Review Summary: ashes and snow.
Excellence doesn’t always come in the form of innovation. Just take a look at mankind’s relationship with beer; for centuries we’ve been hard at work tweaking and refining our brewing processes to procure finer and finer beverages as the millennia march on, and as technology offers up new ways to hone in on bubbling perfection we inch ever closer to the holy grail of ale itself. Have things
really changed all that much though? Not really. Sure, the brews go down easier than ever, and fruity new variations on the tried and true formula hit the shelves every other week, but it’s still just beer at the end of the day. Black metal isn’t much different, really. Primitive techniques still uphold the standards of the genre, and leftfield brevity still answers to the judgmental gavel of the early ‘90s. It’s no wonder then, that in lieu of the numerous bands pushing the genre into nigh unrecognizable territory, thousands more continue to remain respectfully steadfast in their insistence on keeping the traditional techniques of yore alive and well for the sake of authenticity. It’s a bit of a catch-22, because within the mind-numbingly massive hordes of kvlt loyalists hide numerous gems that are well worth wading through the festering waters of stagnant familiarity. Abkehr is one such band, and
In Asche is one such album. Pulling no punches and relying on no pretense, this reclusive German duo’s debut effort is a skeletal homage to everything black and oblique – and my word, is it magnificent.
In Asche, at its core, is an authentic salute to its forefathers that forgoes all semblances of modern black metal’s colorful crescendo fetish and goes straight for the throat with the same hissing obscenity that second wave’s frostbitten legends procured with such an authoritative potency. There’s no beating around the bush here; Abkehr’s music is cold as sin and unforgiving as all hell with just enough flair to saturate the ordeal with a piquancy relevant to the current conditions of the genre. Sure, visceral second wave worship has been done to do death, but seldom is it pulled off with this level of bravado. Not a single element is out place, and blanketing the album’s 27 minute wingspan is all the aesthetic qualities of trve grimness done up to the nines and infused with a contemporary finesse that’s impossible to miss. The buzzing production, the anti-melodic riffing and of course, the unabashed blast beats all work in unison to conjure up memories of a time when black metal’s emotional palette was sternly nihilistic, but there’s more at play here than archaic bitterness alone.

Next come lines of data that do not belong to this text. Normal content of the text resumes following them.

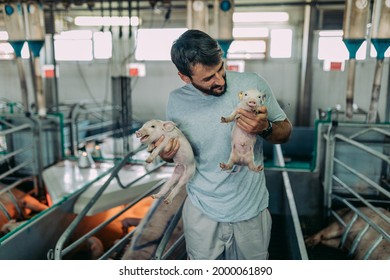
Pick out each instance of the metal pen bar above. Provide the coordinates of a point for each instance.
(363, 177)
(58, 249)
(363, 147)
(20, 166)
(369, 129)
(377, 228)
(14, 129)
(362, 199)
(291, 201)
(168, 233)
(17, 152)
(100, 226)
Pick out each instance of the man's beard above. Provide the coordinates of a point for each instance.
(211, 91)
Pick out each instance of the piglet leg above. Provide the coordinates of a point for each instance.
(177, 173)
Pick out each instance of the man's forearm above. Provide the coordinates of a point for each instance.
(281, 132)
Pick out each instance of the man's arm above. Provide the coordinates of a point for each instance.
(169, 150)
(257, 123)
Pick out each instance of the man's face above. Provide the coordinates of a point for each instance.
(210, 80)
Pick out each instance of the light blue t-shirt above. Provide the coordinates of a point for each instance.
(222, 196)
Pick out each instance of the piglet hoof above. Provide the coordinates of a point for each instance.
(225, 166)
(259, 168)
(312, 241)
(167, 200)
(155, 196)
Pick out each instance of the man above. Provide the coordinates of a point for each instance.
(225, 215)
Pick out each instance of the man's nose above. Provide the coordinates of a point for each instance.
(219, 79)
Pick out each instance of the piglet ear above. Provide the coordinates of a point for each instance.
(240, 95)
(168, 126)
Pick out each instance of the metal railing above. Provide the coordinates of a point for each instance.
(60, 251)
(370, 145)
(12, 175)
(291, 204)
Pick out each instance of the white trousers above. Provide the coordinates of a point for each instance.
(209, 240)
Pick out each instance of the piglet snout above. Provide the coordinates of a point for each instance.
(252, 103)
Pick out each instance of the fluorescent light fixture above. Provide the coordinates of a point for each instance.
(106, 21)
(155, 44)
(331, 33)
(102, 42)
(74, 35)
(250, 32)
(281, 43)
(255, 17)
(3, 36)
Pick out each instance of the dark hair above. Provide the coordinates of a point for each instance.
(195, 47)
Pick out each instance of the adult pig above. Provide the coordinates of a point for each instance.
(184, 160)
(243, 142)
(332, 234)
(18, 205)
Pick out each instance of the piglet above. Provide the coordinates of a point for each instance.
(243, 142)
(184, 160)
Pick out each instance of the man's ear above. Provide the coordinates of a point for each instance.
(184, 78)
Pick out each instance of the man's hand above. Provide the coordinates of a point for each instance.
(251, 122)
(170, 149)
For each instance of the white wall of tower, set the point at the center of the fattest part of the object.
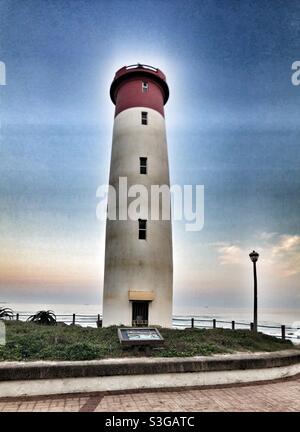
(130, 263)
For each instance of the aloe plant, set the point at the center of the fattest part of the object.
(6, 313)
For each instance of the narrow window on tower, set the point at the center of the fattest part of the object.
(142, 229)
(144, 117)
(143, 165)
(145, 87)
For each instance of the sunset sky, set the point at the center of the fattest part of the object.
(232, 125)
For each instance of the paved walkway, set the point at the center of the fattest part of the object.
(276, 396)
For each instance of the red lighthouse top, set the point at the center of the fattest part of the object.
(139, 86)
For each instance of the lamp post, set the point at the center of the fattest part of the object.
(254, 257)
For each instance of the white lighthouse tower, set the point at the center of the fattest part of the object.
(138, 278)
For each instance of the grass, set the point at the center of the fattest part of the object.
(29, 341)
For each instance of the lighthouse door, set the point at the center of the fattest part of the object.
(140, 313)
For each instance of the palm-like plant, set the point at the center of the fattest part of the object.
(6, 313)
(43, 318)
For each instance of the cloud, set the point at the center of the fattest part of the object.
(279, 254)
(286, 254)
(266, 235)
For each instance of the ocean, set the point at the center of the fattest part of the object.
(269, 320)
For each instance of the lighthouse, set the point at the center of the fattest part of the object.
(138, 276)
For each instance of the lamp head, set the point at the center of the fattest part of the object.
(254, 256)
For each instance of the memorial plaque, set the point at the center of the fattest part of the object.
(140, 336)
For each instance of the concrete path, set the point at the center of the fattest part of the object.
(276, 396)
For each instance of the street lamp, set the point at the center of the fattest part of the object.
(254, 257)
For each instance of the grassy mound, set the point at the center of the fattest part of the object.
(28, 341)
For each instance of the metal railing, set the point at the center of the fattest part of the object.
(178, 322)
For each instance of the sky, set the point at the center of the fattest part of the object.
(232, 125)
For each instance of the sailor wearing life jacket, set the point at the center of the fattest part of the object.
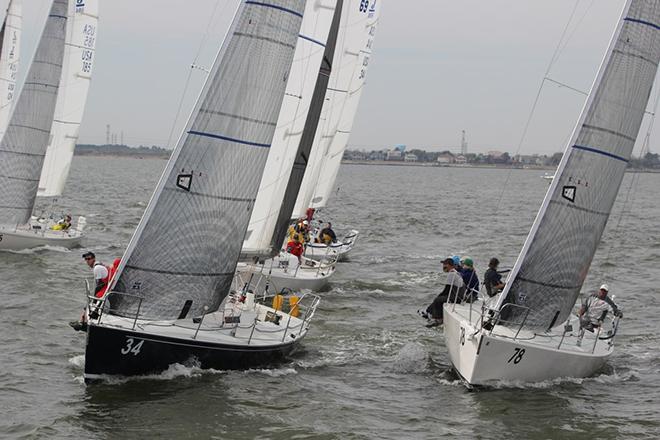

Rather than beat a dead horse for the sake of beating a dead horse, Abkehr use the putrefied body of osbm as a paintbrush to convey their own vision, and in doing so they've successfully blurred the lines between old and new.
At first glance, it’s standard fodder and par-the-course by every measure, but a closer look reveals an attention to detail that you simply don’t find very often. Nary a single note is misconstrued or overplayed, nor is a single transition shoehorned or hackneyed, and what
In Asche lacks in outright ingenuity is made up for in spades by unwavering execution. It’s a perfect blend of in vogue dissonance and second wave obduracy not entirely dissimilar to what bands like Misthyrming or fellow countrymen Sun Worship get up to, and like the aforementioned, Abkehr seem perfectly adapted to life in the silent darkness of nocturnal wastelands. There’s nothing here to pull you out of its lightless world, and over the span of the four numerically titled tracks the band conjures desolation and ravishing hopelessness with the same energetic fervor that made watershed releases like Svartidaudi's
Flesh Cathedral or Darkthrone’s lauded trilogy so special. The duo's movements are exceedingly deliberate in that sense, offering little in the way of fanciful indulgence and instead opting to perfect their brand of staunch minimalism with poignant intention. Relentlessly understated and without a wasted moment over the course of its brief run time,
In Asche does everything it sets out to do with class and maturity. In an age where throwbacks to the genre’s glory days are a dime-a-dozen it can be difficult to separate the meat from the fat, but rest assured,
In Asche is one of the finer cuts of unadulterated black metal in recent memory.